25 Minimum standards of criminal procedure
  • Everyone who is charged with an offence has, in relation to the determination of the charge, the following minimum rights:

    • (a) the right to a fair and public hearing by an independent and impartial court:

    • (b) the right to be tried without undue delay:

    • (c) the right to be presumed innocent until proved guilty according to law:

    • (d) the right not to be compelled to be a witness or to confess guilt:

    • (e) the right to be present at the trial and to present a defence:

    • (f) the right to examine the witnesses for the prosecution and to obtain the attendance and examination of witnesses for the defence under the same conditions as the prosecution:

    • (g) the right, if convicted of an offence in respect of which the penalty has been varied between the commission of the offence and sentencing, to the benefit of the lesser penalty:

    • (h) the right, if convicted of the offence, to appeal according to law to a higher court against the conviction or against the sentence or against both:

    • (i) the right, in the case of a child, to be dealt with in a manner that takes account of the child's age.

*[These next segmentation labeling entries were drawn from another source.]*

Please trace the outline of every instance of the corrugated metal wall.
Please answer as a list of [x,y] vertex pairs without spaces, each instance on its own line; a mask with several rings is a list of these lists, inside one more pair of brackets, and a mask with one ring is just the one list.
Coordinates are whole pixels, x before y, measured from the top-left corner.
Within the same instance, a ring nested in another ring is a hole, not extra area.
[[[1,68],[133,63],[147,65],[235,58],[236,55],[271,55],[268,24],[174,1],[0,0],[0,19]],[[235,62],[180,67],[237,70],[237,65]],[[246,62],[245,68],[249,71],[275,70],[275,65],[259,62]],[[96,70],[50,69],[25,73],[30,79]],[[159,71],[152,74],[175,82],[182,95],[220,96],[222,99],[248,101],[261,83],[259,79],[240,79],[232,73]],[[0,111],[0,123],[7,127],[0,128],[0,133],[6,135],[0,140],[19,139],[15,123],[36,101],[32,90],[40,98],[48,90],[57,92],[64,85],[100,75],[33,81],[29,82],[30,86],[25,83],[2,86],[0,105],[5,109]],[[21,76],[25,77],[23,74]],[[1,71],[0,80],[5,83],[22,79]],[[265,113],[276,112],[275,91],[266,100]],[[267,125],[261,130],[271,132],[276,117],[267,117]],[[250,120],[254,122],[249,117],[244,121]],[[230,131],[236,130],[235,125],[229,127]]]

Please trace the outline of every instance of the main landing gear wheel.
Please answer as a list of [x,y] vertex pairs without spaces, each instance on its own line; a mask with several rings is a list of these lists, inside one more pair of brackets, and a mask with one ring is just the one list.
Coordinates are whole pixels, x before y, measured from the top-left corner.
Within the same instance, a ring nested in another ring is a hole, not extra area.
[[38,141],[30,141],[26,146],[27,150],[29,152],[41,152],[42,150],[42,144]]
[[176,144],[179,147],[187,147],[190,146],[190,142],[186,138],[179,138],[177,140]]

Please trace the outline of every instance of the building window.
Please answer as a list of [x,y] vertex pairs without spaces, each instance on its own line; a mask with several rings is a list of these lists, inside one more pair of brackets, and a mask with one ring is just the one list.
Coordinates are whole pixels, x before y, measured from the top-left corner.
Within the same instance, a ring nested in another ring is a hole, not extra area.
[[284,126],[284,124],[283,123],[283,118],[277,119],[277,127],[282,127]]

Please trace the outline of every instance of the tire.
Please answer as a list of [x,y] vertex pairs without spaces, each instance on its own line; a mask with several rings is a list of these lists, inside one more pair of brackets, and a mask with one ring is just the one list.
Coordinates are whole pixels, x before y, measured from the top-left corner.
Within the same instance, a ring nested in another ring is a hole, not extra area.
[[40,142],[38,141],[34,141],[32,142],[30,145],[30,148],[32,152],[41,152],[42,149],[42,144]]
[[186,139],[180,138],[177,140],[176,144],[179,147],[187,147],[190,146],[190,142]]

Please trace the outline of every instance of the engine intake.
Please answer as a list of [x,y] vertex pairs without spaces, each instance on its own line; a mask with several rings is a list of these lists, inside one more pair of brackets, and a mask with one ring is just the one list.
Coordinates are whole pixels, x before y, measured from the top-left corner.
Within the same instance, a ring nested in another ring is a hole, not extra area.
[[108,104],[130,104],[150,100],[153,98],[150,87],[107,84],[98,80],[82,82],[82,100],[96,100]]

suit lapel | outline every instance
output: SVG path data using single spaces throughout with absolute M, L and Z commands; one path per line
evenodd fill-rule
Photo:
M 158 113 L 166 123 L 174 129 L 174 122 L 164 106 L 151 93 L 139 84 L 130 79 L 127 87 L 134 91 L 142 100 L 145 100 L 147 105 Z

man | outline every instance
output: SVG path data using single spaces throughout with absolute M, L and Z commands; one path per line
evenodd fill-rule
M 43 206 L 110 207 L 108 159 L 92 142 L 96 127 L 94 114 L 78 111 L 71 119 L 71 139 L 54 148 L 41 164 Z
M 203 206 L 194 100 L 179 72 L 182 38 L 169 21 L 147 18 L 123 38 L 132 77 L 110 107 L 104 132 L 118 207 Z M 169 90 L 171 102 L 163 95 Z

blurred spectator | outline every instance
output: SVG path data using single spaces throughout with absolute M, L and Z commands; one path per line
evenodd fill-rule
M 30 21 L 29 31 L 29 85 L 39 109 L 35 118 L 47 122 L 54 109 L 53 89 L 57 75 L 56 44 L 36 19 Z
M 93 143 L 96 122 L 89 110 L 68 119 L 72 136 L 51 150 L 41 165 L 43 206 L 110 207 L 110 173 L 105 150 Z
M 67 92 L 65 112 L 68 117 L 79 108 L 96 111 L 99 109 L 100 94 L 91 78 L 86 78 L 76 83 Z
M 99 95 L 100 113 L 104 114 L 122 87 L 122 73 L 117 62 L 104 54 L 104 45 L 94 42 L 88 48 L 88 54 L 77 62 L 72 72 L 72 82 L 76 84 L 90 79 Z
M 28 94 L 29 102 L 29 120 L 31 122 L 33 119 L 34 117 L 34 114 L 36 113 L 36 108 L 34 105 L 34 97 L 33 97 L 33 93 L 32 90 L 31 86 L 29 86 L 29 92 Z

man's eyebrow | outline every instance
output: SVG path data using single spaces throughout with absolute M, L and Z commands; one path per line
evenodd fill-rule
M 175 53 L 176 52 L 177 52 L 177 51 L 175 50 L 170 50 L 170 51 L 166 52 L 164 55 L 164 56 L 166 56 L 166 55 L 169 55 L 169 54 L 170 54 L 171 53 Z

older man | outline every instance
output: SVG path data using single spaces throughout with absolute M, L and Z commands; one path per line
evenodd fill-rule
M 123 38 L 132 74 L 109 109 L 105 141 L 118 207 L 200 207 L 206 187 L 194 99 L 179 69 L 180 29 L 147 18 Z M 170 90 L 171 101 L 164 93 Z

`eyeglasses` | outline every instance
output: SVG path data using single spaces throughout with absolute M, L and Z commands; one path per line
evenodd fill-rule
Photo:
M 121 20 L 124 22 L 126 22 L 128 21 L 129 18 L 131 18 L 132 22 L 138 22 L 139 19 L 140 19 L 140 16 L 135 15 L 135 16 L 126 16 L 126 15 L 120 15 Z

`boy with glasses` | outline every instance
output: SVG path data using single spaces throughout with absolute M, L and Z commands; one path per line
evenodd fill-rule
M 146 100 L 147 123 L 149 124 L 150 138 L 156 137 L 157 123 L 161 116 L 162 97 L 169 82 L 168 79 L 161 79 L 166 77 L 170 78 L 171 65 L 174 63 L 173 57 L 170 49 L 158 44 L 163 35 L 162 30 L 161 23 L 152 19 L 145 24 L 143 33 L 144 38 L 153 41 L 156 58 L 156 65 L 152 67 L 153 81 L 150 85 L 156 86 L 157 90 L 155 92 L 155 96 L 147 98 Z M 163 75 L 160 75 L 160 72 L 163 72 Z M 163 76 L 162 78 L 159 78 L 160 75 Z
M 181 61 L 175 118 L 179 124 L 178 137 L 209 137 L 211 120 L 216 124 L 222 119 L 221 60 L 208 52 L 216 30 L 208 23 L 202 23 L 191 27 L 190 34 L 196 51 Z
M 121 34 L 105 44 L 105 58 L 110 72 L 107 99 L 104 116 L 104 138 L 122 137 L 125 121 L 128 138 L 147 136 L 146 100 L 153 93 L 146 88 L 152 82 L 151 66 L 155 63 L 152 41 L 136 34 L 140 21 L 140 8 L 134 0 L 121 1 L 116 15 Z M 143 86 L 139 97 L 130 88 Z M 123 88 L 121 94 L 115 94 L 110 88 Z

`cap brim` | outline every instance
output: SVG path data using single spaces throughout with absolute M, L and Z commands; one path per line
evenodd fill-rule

26 Retroactive penalties and double jeopardy
  • (1) No one shall be liable to conviction of any offence on account of any act or omission which did not constitute an offence by such person under the law of New Zealand at the time it occurred.

    (2) No one who has been finally acquitted or convicted of, or pardoned for, an offence shall be tried or punished for it again.

27 Right to justice
  • (1) Every person has the right to the observance of the principles of natural justice by any tribunal or other public authority which has the power to make a determination in respect of that person's rights, obligations, or interests protected or recognised by law.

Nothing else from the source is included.